WASHINGTON, March 30 - A federal district judge on Wednesday blocked a Bush administration rule that would have allowed employers to reduce or eliminate health benefits for retirees when they reach age 65 and become eligible for Medicare.
Ten million retirees could have had benefits cut under the rule, which was adopted last April by the Equal Employment Opportunity Commission.
The judge, Anita B. Brody of the Federal District Court in Philadelphia, struck down the rule and issued a permanent injunction that prohibits federal officials from enforcing it.
The rule "is contrary to Congressional intent and the plain language of the Age Discrimination in Employment Act," the 1967 law that bans most forms of age discrimination in the workplace, Judge Brody wrote.
The erosion of retiree health benefits is an explosive political issue. Before issuing the rule, the commission was deluged with letters opposing it.
The rule would have created an explicit exemption to the age discrimination law, allowing employers to reduce health benefits for retirees when they became eligible for Medicare. Under the rule, Judge Brody said, employers could have given older retirees "health benefits that are inferior" to those given retirees younger than 65.
The commission argued that employers were more likely to continue providing health benefits to retirees under 65 if they were allowed to reduce or eliminate benefits for those 65 and older.
AARP, the main plaintiff in the case, rejected that argument. It said the rule would accelerate the erosion of retiree health benefits, a trend that has been evident for more than a decade.
Christopher G. Mackaronis, a Washington lawyer for AARP, said Wednesday: "The rule was an example of executive arrogance. Federal agencies have no authority to rewrite laws passed by Congress. The rule was adopted in April 2004, but officials tucked it in their back pocket while they courted older voters last year. After the election, they moved forward with the regulation."
The rule, written by the commission, was reviewed and cleared by other agencies, including the Department of Health and Human Services.
Cari M. Dominguez, the chairwoman of the commission, said her agency would ask the Justice Department to appeal the ruling to the United States Court of Appeals for the Third Circuit, in Philadelphia.

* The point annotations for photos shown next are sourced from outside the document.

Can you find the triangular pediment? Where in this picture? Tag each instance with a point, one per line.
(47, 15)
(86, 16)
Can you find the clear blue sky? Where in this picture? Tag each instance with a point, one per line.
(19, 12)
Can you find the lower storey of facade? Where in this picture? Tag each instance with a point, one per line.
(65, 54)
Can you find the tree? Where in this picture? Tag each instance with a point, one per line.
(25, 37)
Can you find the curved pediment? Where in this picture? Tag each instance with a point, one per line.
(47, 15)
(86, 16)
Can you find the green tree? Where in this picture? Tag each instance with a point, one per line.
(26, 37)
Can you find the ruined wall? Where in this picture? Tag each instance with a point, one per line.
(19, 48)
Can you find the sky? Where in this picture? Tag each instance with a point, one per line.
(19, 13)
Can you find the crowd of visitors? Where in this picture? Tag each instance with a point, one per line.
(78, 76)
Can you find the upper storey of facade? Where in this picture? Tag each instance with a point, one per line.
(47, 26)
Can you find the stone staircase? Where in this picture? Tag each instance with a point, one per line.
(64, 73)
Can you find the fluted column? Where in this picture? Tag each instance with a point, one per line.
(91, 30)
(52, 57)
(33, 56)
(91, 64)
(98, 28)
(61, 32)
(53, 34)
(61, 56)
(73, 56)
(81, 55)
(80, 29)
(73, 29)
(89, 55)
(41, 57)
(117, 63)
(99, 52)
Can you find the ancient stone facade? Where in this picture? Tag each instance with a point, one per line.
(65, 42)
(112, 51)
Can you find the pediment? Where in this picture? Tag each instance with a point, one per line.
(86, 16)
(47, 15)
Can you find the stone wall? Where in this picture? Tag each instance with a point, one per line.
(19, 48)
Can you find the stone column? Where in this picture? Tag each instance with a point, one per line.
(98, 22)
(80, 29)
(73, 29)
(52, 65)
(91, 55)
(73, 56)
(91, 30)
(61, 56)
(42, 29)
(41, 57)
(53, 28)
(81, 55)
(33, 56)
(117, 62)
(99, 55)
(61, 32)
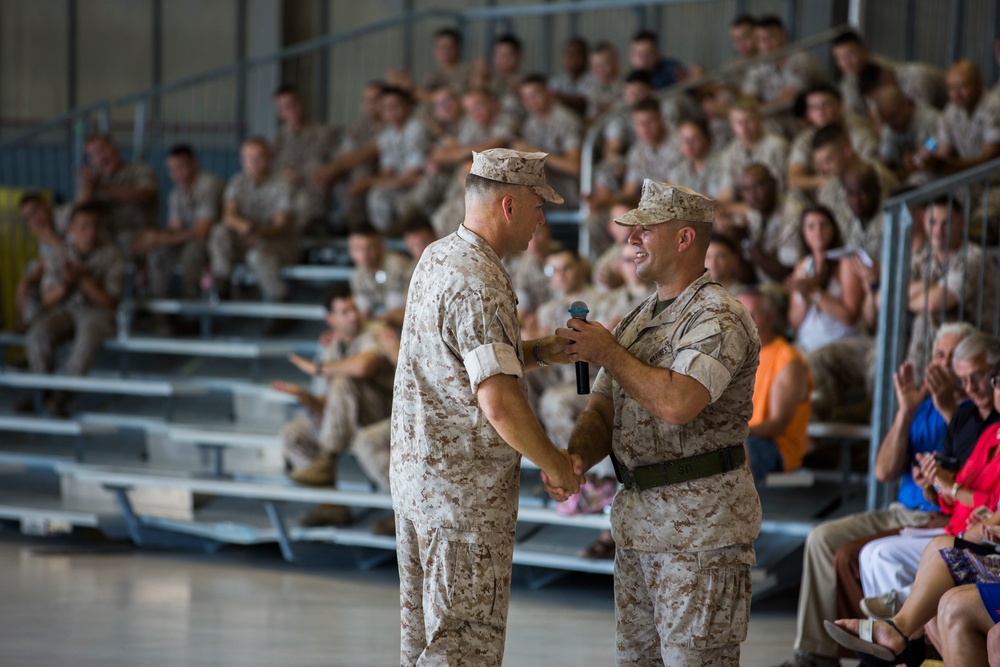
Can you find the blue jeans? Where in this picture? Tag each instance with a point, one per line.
(764, 457)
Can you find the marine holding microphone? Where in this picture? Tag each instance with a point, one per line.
(671, 405)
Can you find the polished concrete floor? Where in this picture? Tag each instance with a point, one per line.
(79, 603)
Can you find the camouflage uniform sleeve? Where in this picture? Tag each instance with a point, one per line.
(711, 351)
(484, 335)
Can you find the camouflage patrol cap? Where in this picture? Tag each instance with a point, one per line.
(515, 167)
(663, 202)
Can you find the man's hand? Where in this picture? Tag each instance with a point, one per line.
(563, 483)
(588, 341)
(304, 365)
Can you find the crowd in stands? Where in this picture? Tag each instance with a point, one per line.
(800, 167)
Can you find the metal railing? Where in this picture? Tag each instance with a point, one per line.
(972, 190)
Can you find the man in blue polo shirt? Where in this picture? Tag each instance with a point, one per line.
(920, 426)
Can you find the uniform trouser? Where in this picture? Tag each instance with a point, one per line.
(190, 258)
(890, 564)
(266, 259)
(86, 327)
(817, 597)
(454, 590)
(682, 609)
(839, 368)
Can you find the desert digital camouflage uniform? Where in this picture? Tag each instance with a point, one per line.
(376, 293)
(708, 181)
(779, 234)
(454, 480)
(202, 201)
(77, 317)
(771, 151)
(960, 274)
(919, 81)
(304, 152)
(351, 403)
(862, 137)
(682, 569)
(655, 162)
(560, 132)
(833, 194)
(258, 203)
(400, 150)
(126, 220)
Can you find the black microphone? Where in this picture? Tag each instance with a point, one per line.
(578, 311)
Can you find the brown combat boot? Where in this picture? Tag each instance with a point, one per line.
(321, 472)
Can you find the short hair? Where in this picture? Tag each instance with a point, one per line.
(33, 197)
(509, 39)
(416, 222)
(648, 105)
(646, 36)
(824, 89)
(337, 292)
(845, 38)
(181, 150)
(829, 134)
(770, 21)
(450, 32)
(482, 188)
(977, 344)
(637, 76)
(961, 329)
(535, 78)
(869, 78)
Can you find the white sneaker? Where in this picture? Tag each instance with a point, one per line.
(881, 607)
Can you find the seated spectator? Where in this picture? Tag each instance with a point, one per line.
(127, 190)
(571, 87)
(551, 128)
(724, 263)
(355, 159)
(920, 425)
(769, 232)
(833, 157)
(256, 225)
(380, 279)
(888, 564)
(358, 393)
(38, 216)
(823, 107)
(300, 149)
(777, 82)
(945, 278)
(402, 149)
(193, 207)
(700, 166)
(825, 293)
(644, 55)
(778, 439)
(945, 562)
(918, 81)
(605, 86)
(905, 127)
(751, 144)
(78, 304)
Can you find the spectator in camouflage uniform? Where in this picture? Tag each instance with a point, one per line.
(461, 421)
(675, 387)
(79, 302)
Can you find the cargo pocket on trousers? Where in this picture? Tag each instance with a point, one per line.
(469, 590)
(721, 603)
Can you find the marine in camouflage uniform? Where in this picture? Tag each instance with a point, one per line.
(677, 382)
(454, 476)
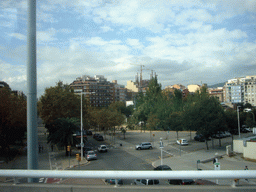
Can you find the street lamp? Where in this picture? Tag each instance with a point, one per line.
(82, 136)
(238, 121)
(161, 147)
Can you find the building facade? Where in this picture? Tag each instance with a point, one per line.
(98, 91)
(240, 90)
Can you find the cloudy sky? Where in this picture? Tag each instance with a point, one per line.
(183, 41)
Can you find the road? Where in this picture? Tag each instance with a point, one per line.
(119, 159)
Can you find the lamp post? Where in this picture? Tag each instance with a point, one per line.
(161, 147)
(238, 121)
(82, 136)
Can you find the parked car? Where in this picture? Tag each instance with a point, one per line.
(144, 145)
(218, 136)
(182, 142)
(181, 181)
(199, 138)
(88, 132)
(146, 182)
(86, 149)
(113, 181)
(91, 155)
(227, 134)
(102, 148)
(245, 130)
(95, 135)
(163, 168)
(99, 138)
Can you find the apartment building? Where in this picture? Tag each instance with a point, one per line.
(216, 92)
(120, 92)
(98, 90)
(240, 90)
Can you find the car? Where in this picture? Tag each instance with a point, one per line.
(95, 135)
(218, 136)
(182, 142)
(144, 145)
(91, 155)
(113, 181)
(181, 181)
(199, 138)
(163, 168)
(146, 182)
(227, 134)
(99, 138)
(86, 149)
(88, 132)
(102, 148)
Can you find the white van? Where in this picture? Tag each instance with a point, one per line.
(146, 182)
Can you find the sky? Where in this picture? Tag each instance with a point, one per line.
(182, 41)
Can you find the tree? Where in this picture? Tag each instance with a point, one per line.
(59, 102)
(61, 131)
(149, 103)
(205, 115)
(13, 120)
(175, 122)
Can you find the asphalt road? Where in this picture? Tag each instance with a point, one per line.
(119, 159)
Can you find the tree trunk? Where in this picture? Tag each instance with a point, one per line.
(206, 142)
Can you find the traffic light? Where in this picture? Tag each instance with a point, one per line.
(78, 157)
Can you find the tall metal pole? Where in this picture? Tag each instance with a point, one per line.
(82, 143)
(238, 121)
(32, 137)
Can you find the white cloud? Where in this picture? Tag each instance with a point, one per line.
(18, 36)
(106, 29)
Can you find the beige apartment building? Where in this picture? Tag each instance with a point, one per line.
(98, 90)
(240, 90)
(193, 88)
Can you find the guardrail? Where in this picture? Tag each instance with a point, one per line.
(227, 174)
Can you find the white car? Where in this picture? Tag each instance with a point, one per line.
(182, 142)
(102, 148)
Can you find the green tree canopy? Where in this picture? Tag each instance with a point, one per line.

The appeals court ruled on the same legal issue five years ago, in a case involving retirees who had worked for Erie County, Pa. Judge Brody closely followed the precedent laid down by the appeals court.
The commission's rule would allow employers to engage in "the exact same behavior" prohibited in the Erie County case, Judge Brody said. In that case, the appeals court found that Congress had intended the age discrimination law to apply "when an employer reduces health benefits based on Medicare eligibility."
In the district court, the commission argued that it had the power to exempt certain conduct from the age discrimination law as long as the exemption was reasonable, "necessary and proper in the public interest."
Judge Brody rejected that contention. The commission, she said, was trying to "issue a blanket exemption for illegal behavior," not confined to a few individual cases. "An administrative agency, including the E.E.O.C., may not issue regulations, rules or exemptions that go against the intent of Congress," she added.
The law clearly forbids employers to discriminate on the basis of age in setting pay and employee benefits, Judge Brody said. And the law, as interpreted by the appeals court, "prohibits the practice of coordinating retiree benefits with Medicare eligibility," she said.
No law requires employers to provide health benefits to workers or retirees. Employers can legally provide benefits to active workers and not to retirees. Many employers have eliminated retiree health benefits. But, Judge Brody said, if an employer provides benefits to retirees, it cannot discriminate among them on the basis of age.
Lawyers said the ruling would apply to companies that give health benefits to early retirees and want to reduce coverage when the retirees reach 65 and become eligible for Medicare. Employer-provided health benefits do not duplicate Medicare. Rather, they help retirees pay medical expenses not covered by Medicare. Those expenses could include co-payments and deductibles and prescription drug costs, beyond what Medicare might pay.
Michele Pollak, a lawyer at AARP, said, "It is less expensive for employers to purchase a health plan that supplements Medicare than it is to purchase health benefits for younger retirees not eligible for Medicare."
The American Benefits Council, a trade group for large employers, and the HR Policy Association, which represents human resource executives at 250 large companies, said they were disappointed with Judge Brody's decision.
Daniel V. Yager, senior vice president of the association, said the ruling was "a major setback for many employers that are trying to maintain employer-provided benefits for pre-65 retirees."